From marriage equality to gender recognition and beyond, Irish society has seen much welcome social progress in recent times. However, there is absolutely no room for complacency and LGBT rights advocacy remains as important now as it has ever been. In 2016, the NXF published its Burning Issues 2 findings – the largest ever research into the views and priorities of LGBT people in Ireland up to that point. The findings confirmed that, post-marriage equality, LGBT people are as engaged and determined as ever to see further change enacted. The need for robust Hate Crime legislation emerged as the leading priority and the findings very much inform the work of the NXF going forward. Other key legislative priorities for us include mandatory LGBT inclusive sex education rooted in fact, a prohibition on the abusive and discredited practice known as so-called gay ‘conversion therapy’, support for LGBT migrants and broader international solidarity with LGBT communities suffering increased persecution abroad fuelled in no small part by the rise in illiberal ‘populism’ and authoritarianism. We also recognise the continued importance of Pride and chair the annual Dublin Pride Political Debate.

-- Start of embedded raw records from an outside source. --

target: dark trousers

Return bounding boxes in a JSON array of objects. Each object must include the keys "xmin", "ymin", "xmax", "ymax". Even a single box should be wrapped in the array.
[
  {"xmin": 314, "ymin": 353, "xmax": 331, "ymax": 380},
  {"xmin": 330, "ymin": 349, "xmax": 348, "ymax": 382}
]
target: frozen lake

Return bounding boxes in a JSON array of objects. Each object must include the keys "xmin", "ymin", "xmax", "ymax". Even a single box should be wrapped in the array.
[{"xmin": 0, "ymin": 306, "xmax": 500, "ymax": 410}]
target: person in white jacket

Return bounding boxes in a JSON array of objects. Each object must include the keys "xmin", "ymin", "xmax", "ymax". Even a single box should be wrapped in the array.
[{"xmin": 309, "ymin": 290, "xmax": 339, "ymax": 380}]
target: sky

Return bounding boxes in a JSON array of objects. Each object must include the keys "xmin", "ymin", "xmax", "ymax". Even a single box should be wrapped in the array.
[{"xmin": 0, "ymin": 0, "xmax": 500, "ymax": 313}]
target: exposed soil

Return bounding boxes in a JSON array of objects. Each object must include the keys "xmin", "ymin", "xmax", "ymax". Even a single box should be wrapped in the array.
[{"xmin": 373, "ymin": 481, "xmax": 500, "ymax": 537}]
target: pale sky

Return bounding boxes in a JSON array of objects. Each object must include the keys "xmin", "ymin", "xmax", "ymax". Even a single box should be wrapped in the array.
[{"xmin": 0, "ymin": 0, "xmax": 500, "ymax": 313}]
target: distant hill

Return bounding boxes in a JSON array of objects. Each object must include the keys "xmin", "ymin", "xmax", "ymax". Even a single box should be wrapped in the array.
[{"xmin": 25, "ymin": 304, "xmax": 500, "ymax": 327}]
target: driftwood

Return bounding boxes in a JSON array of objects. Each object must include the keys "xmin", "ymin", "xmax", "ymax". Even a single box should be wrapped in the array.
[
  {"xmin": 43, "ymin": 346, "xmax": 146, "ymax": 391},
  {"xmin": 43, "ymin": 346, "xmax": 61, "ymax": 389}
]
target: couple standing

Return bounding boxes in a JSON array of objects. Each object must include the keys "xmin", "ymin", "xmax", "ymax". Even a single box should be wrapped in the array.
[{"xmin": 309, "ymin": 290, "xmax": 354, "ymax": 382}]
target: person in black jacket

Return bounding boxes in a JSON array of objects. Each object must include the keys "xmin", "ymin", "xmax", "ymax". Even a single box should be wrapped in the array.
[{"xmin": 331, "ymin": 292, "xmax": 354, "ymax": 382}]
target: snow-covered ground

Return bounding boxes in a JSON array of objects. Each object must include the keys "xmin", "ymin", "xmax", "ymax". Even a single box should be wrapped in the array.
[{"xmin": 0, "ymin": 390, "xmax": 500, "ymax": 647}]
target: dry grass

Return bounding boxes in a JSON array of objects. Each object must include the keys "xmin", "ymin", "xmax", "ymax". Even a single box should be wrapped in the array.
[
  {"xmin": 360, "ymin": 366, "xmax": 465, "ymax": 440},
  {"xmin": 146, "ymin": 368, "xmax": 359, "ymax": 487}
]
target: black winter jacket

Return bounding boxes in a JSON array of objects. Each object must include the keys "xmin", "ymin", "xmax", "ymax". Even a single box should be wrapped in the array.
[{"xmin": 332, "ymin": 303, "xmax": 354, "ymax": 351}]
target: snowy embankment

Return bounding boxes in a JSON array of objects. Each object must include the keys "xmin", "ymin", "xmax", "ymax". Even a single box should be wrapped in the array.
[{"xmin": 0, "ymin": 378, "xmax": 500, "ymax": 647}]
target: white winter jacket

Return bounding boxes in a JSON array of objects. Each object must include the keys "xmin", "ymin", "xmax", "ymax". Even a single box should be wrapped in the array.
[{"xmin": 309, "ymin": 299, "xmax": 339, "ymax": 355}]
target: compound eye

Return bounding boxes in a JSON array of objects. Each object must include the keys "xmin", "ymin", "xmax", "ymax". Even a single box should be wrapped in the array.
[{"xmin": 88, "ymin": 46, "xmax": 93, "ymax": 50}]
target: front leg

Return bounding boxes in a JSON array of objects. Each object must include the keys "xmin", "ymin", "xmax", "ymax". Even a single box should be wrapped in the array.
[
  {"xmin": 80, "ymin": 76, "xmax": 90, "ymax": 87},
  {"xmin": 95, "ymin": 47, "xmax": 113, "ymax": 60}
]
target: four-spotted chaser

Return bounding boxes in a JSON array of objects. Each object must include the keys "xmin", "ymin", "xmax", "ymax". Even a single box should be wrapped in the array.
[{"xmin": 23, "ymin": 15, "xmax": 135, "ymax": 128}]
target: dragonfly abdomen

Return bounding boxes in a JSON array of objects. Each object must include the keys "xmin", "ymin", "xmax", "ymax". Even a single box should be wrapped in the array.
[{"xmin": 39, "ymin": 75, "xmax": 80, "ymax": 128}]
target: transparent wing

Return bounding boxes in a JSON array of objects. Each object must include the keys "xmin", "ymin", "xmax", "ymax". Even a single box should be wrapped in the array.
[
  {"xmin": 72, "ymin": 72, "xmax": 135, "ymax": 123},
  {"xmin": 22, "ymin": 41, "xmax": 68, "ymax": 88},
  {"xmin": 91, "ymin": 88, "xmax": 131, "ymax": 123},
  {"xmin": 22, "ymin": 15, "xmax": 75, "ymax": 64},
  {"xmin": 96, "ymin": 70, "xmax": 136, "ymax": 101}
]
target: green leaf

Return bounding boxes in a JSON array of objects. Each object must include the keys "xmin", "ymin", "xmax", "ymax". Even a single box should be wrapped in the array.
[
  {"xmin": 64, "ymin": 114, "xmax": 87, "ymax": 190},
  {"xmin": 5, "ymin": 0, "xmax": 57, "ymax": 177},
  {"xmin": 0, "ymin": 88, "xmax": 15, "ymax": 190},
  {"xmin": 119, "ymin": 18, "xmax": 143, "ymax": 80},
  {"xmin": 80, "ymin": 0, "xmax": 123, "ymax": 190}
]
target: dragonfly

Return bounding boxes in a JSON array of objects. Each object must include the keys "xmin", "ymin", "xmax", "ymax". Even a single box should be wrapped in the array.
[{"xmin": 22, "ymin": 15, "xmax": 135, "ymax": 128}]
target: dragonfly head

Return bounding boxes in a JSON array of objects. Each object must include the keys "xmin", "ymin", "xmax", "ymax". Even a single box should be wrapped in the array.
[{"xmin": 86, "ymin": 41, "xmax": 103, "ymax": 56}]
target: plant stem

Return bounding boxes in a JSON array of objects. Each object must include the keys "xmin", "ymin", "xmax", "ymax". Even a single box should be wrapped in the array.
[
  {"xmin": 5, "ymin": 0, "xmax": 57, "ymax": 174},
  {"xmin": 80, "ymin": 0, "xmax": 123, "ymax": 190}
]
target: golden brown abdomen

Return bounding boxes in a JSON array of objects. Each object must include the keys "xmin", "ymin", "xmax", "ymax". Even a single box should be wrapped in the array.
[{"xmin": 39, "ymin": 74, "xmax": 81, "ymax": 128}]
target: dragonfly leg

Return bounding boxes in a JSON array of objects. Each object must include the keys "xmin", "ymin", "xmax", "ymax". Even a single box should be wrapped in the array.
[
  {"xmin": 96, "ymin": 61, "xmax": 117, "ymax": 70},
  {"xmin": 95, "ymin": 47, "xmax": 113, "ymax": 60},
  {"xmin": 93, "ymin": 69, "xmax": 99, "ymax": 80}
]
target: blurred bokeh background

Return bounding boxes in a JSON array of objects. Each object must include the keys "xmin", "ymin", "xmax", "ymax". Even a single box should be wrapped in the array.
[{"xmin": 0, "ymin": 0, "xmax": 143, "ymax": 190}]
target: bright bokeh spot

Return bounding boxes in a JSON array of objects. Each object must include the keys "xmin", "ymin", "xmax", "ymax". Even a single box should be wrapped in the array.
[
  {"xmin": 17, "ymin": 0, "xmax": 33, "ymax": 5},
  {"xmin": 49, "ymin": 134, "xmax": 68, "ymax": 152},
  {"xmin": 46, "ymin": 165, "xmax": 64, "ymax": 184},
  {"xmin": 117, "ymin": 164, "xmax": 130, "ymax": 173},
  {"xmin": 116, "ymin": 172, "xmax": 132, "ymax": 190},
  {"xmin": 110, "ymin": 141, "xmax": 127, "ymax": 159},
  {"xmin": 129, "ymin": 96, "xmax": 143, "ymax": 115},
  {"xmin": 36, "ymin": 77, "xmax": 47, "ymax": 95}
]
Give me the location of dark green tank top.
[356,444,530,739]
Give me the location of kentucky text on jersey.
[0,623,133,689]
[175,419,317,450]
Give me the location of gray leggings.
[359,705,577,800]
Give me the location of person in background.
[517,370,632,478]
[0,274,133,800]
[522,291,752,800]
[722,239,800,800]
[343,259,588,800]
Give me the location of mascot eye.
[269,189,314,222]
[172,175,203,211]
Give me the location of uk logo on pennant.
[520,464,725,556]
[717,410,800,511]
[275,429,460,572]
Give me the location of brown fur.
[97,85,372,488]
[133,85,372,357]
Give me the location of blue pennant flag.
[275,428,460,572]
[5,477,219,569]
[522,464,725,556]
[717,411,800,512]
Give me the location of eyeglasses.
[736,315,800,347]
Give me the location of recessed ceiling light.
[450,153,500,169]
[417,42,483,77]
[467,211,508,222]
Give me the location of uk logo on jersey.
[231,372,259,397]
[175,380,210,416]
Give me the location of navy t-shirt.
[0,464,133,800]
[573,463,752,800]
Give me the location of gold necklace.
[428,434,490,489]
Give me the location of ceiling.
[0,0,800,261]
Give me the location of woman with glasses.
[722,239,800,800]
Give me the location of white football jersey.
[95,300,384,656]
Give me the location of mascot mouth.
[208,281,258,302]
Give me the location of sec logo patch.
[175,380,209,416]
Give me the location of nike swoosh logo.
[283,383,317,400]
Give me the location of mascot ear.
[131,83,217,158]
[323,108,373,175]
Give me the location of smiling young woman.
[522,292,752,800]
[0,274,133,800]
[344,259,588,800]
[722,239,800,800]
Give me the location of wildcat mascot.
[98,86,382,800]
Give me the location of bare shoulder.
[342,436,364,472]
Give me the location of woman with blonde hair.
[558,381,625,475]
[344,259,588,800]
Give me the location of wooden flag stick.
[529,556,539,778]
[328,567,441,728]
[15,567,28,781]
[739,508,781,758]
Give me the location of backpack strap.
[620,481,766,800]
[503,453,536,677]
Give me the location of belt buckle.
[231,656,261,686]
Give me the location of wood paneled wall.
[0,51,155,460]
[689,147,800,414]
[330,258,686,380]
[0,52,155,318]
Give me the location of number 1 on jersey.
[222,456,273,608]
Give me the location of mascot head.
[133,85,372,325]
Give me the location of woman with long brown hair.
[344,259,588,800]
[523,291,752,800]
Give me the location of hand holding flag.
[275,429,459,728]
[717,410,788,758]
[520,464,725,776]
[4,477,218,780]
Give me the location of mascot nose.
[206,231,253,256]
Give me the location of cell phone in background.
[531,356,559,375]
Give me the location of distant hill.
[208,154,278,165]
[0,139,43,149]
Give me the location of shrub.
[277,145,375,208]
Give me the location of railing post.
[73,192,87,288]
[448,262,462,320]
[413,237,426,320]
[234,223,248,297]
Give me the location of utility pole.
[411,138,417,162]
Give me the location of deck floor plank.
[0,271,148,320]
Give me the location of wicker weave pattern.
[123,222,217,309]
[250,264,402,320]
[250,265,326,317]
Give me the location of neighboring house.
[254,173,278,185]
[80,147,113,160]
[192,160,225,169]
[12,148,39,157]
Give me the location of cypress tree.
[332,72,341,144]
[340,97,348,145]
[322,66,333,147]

As an organisation, we have been very lucky with those attracted to our ranks: The aforementioned David Norris, Tonie Walsh, Tony O’Shea, Majella Breen and so many others. Our longstanding former chair Ailbhe Smyth, leading feminist and powerhouse behind the campaign that repealed the eighth amendment, also deserves a special mention. Our current board is led by Caroline Keane and will oversee the celebrations marking 40 years of the NXF.

We look forward to being very much part of the next 40 years of equality advocacy and campaigning. Our work is far from complete!